La valle sottostante è avvolta dalle nuvole. Sembra nebbia, ma non lo è. Sono nubi, basse, che coprono come una coltre grigia e scura l’alta Valsugana.
“Ieri c’era il sole e il cielo limpido. Era bellissimo. Un vero peccato che siate venuti proprio oggi….” mi dice l”Alberto, il proprietario del Belvedere, di Montagnaga, nell’altipiano dì Piné.
Non ti preoccupare, gli rispondo. Così è ancora più bello…
Siamo tra le nuvole, infatti. E il mondo sembra… lontanissimo. I problemi, le ansie, la fretta… tutto appare come un ricordo remoto. Anzi, come un incubo che va svanendo nel primo risveglio. Perdendo, rapidamente, i suoi contorni .

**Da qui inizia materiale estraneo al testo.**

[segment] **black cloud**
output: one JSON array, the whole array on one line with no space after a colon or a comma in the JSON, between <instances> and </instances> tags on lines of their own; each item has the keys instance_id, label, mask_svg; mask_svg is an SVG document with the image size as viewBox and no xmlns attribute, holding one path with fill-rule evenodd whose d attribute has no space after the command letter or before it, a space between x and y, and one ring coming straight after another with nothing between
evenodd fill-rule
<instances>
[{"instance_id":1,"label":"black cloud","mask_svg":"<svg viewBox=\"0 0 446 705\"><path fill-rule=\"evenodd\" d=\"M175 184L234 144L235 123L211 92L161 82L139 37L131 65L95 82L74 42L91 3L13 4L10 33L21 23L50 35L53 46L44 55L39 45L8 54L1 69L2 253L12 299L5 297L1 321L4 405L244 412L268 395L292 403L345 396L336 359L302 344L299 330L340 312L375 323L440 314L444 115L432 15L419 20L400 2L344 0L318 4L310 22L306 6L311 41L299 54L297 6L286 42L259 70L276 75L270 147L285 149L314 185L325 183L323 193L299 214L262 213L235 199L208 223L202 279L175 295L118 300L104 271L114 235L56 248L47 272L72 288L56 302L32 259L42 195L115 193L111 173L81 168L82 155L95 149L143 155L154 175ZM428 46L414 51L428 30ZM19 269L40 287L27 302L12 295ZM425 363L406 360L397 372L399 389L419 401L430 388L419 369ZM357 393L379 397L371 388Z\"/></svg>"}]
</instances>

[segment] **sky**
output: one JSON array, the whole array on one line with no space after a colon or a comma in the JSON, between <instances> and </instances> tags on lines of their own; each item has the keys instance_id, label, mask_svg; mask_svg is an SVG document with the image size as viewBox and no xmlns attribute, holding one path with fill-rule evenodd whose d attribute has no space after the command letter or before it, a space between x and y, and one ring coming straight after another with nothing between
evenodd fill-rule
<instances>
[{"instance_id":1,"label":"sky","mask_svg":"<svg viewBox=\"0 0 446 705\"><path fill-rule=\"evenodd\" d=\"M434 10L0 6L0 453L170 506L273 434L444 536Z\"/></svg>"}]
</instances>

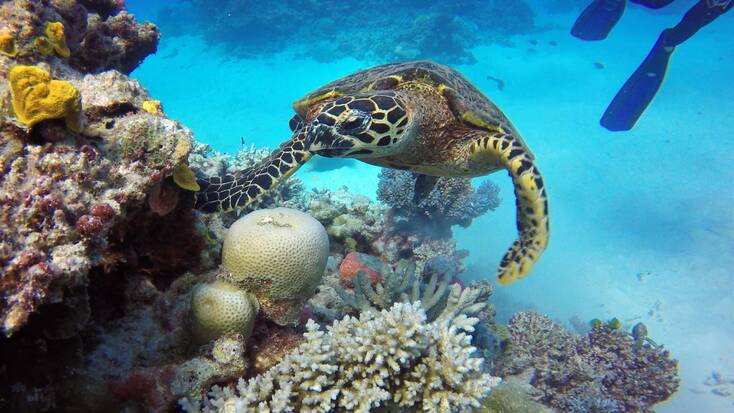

L’altipiano mi è caro da molto tempo. Quando vivevo a Roma, era qui che sognavo di venire a vivere. In questa solitudine silenziosa. Dove, però, è possibile respirare. Con i polmoni. E con l’anima.

Una solitudine e un silenzio in cui, però, mai mi sono sentito solo. Un luogo ove mi sono sentito felice. Soprattutto quando…beh, lasciamo perdere. Ricordi troppo freschi ancora. Per essere davvero ricordi soltanto. E non speranze…o illusioni…
Comunque, ora sono più vicino. Certo, non potevo pretendere di portare mio figlio quassù. In questo, bellissimo, eremo. È un ragazzo, e i ragazzi hanno bisogno di tante cose. Proprio le cose che io, al contrario, vorrei allontanare. Abbandonare.
Però, da quando mi sono trasferito a Pergine, è la prima volta che torno nel Pinetano. La prima occasione.
Oddio, in effetti non saprei dire che occasione sia questa. Perché mi trovo qui proprio oggi. Con chiazze di neve che hanno maculato di fresco i campi. E già gravano rami di abeti e larici lungo i declivi dei monti.
D. mi ha detto che dobbiamo fare una riunione. Che dobbiamo parlare del prossimo Workshop de “Il Nodo di Gordio”. In effetti è qui che lo organizziamo da moltissimi anni. Ed è sempre stato un momento felice, anche negli anni più bui. Quest’anno ancora più felice, oserei dire.
Ma dobbiamo guardare avanti. Siamo appena alle soglie dell’inverno, ma, mi dice D., Luglio si avvicina. Dobbiamo cominciare a lavorarci.
Bene. Però non mi è chiaro perché oggi. E con chi dobbiamo parlare. E poi per il Belvedere sarebbe giorno di chiusura. Ma l’Alberto ha aperto il ristorante appositamente per noi. Già…ma noi chi? Mi chiedo. Siamo venuti su in tre da Pergine.
Guardo il cielo grigio. E le nubi sotto di noi. Strano… sento un qualche struggimento, una forma di… malinconia. Eppure è dolce. Mi rivedo, per un attimo, sulla terrazza. In una sera della scorsa estate. Un momento di allegria. In compagnia. Ero… bèh, sarà banale, ma ero davvero felice. Capita. Di rado, purtroppo. Ma capita. E, in fondo, penso che basterebbe davvero poco per esserlo sempre. O quasi. Cogliere l’attimo. Lasciarsi dietro le spalle tutte le preoccupazioni . Non farsi prendere dalla paura dei futuro. Scuoto la testa. E mi accendo una sigaretta.
D. mi chiama. È ora. Entriamo nella grande sala da pranzo. E…
Sono tutti lì. I miei vecchi amici. Forse non tutti, qualcuno non è potuto venire . Ma sono lì in tanti, comunque. Gli amici di una vita. Molti dei quali non rivedevo da anni. Addirittura un decennio e più. Da quando mi ero trasferito a Roma.
Ma ora sono qui. Che ridono per la mia espressione stupefatta.
Lì guardo uno a uno. Sono la mia vita. La mia storia. Le amicizie sempre. Quelle che il tempo e la distanza non hanno potuto erodere.
Quelle che mai ti fanno sentire solo. Grazie, (vecchi) ragazzi. Grazie.